Mrs. Caliban by Rachel Ingalls

Long-out-of-print, Mrs. Caliban by Rachel Ingalls is the story of a romance between a housewife and an aquatic monster escaped from the Institute of Oceanographic Research. What follows is part fairy tale and part horror, not to mention that it makes The Shape of Water look tame by comparison.

Courtesy New Directions

Houses of Ravicka by Renee Gladman

Fourth in Renee Gladman’s ongoing series about a mysterious city, Houses of Ravicka is the best one yet, the story of Ravicka’s Comptroller as he searches for a house that has become untethered in space. Gladman’s novel winds up being a sublime, deeply poetic mood piece about what it feels like to be out of place even at home, or in one’s native country.
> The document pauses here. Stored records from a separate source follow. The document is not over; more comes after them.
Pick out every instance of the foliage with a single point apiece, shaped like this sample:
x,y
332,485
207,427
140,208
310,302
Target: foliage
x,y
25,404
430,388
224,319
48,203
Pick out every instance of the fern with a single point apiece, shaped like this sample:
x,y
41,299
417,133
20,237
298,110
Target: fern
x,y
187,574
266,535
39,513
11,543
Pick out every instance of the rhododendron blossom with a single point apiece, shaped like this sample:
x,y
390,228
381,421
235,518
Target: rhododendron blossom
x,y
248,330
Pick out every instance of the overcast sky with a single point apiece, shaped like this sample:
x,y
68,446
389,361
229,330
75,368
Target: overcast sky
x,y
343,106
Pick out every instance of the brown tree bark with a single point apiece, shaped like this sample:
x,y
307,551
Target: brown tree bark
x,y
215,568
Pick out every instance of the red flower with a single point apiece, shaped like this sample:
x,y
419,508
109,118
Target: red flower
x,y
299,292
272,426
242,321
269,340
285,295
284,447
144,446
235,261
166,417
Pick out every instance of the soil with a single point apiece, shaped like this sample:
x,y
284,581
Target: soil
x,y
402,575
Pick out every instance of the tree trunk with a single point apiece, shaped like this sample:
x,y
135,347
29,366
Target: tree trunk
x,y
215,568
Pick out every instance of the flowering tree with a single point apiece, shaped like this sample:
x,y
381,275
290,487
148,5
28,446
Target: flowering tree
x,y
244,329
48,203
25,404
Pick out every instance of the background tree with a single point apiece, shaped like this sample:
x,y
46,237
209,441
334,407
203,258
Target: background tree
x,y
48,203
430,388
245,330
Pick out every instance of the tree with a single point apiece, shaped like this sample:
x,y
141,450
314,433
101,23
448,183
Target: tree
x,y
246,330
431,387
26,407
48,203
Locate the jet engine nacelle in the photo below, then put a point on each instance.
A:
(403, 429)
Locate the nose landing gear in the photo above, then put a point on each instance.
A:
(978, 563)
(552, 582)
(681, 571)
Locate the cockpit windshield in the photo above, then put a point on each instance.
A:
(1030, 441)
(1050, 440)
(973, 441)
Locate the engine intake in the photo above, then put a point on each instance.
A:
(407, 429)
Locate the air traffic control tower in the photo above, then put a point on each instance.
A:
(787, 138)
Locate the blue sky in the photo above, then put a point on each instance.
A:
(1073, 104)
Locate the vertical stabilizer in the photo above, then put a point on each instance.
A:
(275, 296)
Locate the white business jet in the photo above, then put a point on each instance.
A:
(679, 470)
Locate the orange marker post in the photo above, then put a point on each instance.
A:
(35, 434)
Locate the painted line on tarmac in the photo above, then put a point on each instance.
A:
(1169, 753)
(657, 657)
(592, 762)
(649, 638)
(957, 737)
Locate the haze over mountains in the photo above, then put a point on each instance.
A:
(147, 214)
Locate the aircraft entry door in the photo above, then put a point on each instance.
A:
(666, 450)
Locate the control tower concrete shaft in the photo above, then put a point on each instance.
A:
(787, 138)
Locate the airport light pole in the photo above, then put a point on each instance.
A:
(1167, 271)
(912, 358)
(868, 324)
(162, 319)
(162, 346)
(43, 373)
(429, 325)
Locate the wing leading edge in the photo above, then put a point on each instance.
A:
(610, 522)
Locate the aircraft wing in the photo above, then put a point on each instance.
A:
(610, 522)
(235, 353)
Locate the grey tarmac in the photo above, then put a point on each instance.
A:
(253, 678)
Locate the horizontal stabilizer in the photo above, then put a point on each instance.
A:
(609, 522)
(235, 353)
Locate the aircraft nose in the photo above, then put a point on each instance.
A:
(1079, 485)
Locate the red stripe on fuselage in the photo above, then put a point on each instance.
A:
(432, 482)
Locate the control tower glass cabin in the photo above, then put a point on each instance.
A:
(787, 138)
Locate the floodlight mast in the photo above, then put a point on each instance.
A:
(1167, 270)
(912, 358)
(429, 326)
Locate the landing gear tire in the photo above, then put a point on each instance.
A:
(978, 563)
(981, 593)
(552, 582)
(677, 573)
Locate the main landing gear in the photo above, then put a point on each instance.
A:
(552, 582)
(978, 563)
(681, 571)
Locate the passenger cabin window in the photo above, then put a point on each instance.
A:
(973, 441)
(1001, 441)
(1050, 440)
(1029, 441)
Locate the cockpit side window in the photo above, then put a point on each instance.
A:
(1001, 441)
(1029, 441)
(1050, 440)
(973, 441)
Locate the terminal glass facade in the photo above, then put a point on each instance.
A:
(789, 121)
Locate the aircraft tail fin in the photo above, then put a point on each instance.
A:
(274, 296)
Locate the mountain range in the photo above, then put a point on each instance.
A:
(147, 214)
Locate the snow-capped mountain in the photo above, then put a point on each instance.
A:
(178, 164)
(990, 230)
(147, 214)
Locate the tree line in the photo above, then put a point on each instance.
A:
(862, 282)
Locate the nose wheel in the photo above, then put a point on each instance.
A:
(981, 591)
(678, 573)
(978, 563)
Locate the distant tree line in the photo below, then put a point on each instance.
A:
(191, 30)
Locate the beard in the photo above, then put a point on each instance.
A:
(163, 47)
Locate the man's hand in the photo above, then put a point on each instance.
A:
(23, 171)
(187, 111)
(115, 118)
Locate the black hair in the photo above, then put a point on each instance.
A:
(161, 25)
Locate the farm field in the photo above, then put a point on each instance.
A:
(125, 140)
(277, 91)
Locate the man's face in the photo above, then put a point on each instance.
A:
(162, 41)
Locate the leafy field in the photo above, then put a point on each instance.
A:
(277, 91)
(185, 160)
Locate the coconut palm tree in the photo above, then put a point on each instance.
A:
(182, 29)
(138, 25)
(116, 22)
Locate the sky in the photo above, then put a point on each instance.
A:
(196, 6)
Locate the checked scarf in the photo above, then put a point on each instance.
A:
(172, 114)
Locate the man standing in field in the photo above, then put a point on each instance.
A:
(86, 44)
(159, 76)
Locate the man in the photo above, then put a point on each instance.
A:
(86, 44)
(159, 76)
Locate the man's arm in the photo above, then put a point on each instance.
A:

Courtesy Dorothy, a publishing project

The King in the Golden Mask by Marcel Schwob

One of the greatest French writers of all time has been rescued from obscurity for English readers by translator Kit Schluter in The King in the Golden Mask by Marcel Schwob, which collects 21 tales of the fantastic set during all stages of human history and featuring witchcraft, plagues, kings, priests, Protestants, and pirates.

Courtesy Wakefield Press

Isidora by Amelia Gray

The brilliant Amelia Gray surprised her audience, accustomed to her weirder work, with the relatively straight Isidora. But the life of dancer Isadora Duncan turns out to be weird enough on its own to be a perfect match for Gray’s talents, as she follows her in the aftermath of the drowning of Duncan’s two children, confronting rivals for her fortune and her own sanity.

Courtesy Farrar Straus, and Giroux

Amiable with Big Teeth by Claude McKay

The biggest rediscovery of 2017 has got to be Claude McKay’s Amiable with Big Teeth, a totally lost masterpiece of the Harlem Renaissance that follows various factions of the Harlem intelligentsia as they jockey for power while organizing support for the liberation of Ethiopia. What follows is a political thriller that examines the fraught relationship between Communism and black liberation.

Courtesy Penguin Classics

The Windfall by Diksha Basu

A stunning debut about what happens when an East Delhi family suddenly comes into a fortune, The Windfall by Diksha Basu is a riotous comedy of manners that manages to be a tragedy, satire, and extremely observant class-comedy all at once. To boot, Diksha Basu’s modern India is made intimately real on every page thanks to her gift for sensual detail and pitch-perfect characterization.

Courtesy Crown

The Reef by Juan Villoro

There’s an unbelievable amount of story packed into the relatively slim The Reef by Juan Villoro. For starters, an ex-rock star named Tony Góngora is trying to solve the murder of a scuba-diver in a hotel beset by guerrilla warfare. What follows includes Japanese pop groups, killer bees, and The Velvet Underground.

Courtesy George Braziller, Inc.

Nothing by Henry Green

One of the more obscure titles by Loving author Henry Green, the recently-republished Nothing is secretly the masterful writer’s best and most bizarre novel. Almost completely written in dialogue, it portrays a conspiracy to break up a marriage using idle talk, rumormongering, and the subtle art of implication. The result is a one-of-a-kind experience, a book about both everything and nothing in one.